Everything about him was old except his eyes and they were the same color as the sea and were cheerful and undefeated.
So, you're all probably wondering, on this Friday the 13th evening, how my son fared on his first day back at school. On a day notoriously and superstitiously unlucky, I dropped him off at 8 a.m. and watched him, looking very small, hobble into the building. (He took a spill on his scooter last night and hurt his knee.) It was difficult to let him go. In a weird way, it felt like I was sending him into battle.

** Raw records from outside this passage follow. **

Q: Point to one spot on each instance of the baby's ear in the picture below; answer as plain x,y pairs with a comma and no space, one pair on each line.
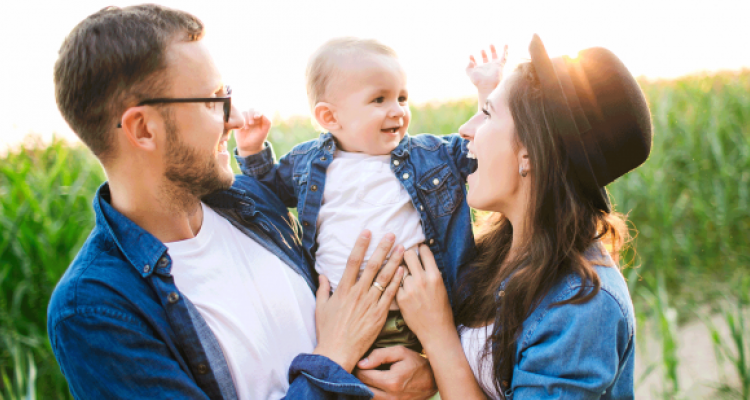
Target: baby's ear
325,115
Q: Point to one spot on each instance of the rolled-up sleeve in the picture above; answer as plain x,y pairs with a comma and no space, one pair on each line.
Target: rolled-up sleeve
313,376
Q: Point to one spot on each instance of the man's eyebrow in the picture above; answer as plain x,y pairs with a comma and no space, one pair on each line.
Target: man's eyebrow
219,88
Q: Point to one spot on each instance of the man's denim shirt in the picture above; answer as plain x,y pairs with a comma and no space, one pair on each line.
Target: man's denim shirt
432,169
121,329
577,351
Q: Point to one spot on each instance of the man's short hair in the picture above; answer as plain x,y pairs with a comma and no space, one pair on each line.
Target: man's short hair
324,65
112,60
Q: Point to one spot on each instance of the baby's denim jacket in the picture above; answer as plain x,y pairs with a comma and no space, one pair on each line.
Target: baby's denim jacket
432,169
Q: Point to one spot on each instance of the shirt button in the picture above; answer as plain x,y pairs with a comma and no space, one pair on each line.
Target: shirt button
173,297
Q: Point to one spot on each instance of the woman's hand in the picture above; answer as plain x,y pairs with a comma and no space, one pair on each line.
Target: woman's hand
423,299
487,76
424,304
348,321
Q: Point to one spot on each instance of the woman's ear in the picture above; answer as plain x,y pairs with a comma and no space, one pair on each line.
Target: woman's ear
523,159
139,129
326,117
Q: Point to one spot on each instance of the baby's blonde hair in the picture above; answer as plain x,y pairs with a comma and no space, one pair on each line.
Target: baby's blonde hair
324,65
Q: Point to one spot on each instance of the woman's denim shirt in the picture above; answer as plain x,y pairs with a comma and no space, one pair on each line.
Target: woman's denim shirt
578,351
120,327
432,169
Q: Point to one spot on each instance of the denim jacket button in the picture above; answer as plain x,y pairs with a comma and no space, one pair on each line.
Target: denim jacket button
202,369
173,297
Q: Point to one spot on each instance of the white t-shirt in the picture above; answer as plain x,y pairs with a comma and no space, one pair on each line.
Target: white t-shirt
473,341
361,192
260,310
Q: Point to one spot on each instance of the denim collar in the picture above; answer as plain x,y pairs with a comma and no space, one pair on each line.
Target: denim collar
142,249
326,140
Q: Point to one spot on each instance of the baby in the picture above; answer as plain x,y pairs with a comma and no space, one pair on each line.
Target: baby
367,172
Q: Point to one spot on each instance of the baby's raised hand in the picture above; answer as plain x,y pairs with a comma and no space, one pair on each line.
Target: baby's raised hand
487,76
253,134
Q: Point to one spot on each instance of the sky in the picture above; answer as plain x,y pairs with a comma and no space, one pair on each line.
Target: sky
262,47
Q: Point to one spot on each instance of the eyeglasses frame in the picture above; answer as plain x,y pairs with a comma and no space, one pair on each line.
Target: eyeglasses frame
226,100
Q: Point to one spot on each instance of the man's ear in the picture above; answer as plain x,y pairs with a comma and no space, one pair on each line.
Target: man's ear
139,128
325,114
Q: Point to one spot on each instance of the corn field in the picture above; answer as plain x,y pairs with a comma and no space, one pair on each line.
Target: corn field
688,207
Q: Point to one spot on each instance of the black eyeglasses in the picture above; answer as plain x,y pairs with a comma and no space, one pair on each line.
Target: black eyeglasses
226,100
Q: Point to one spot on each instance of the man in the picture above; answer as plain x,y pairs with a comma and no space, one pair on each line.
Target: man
192,284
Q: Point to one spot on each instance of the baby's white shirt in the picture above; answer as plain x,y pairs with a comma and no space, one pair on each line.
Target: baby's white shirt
361,192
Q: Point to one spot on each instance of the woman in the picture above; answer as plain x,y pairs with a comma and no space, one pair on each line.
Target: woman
543,311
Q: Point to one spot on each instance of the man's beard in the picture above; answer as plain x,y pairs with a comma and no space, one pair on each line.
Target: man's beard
191,173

I waited all day for my phone to ring. Each time it did, my stomach knotted. At 2 p.m., I started relaxing. At 3 p.m., I let out the breath that I didn't realize I'd been holding all day. When I finally got home, I felt like hugging him for a very long time. I didn't. Because he's a 13-year-old boy, and he would have thought I was having a stroke.
I celebrated last night with my son. Got him Taco Bell. Watched a terrible Bigfoot movie with him. (We have gotten into the habit of looking for films with less than two-stars ratings, and then pulling a Mystery Science Theater 3000 on them.) We laughed really hard. Ate some popcorn. Let go of a lot of stress that's built up over the last seven days.
Friday the 13th. No Jason bloodbath. No Santiago bad luck. Just some chicken quesadillas and really awful acting (including guys running around in a terrible, store-bought gorilla costume). And a son full of joy.
Saint Marty couldn't have asked for a better unlucky day.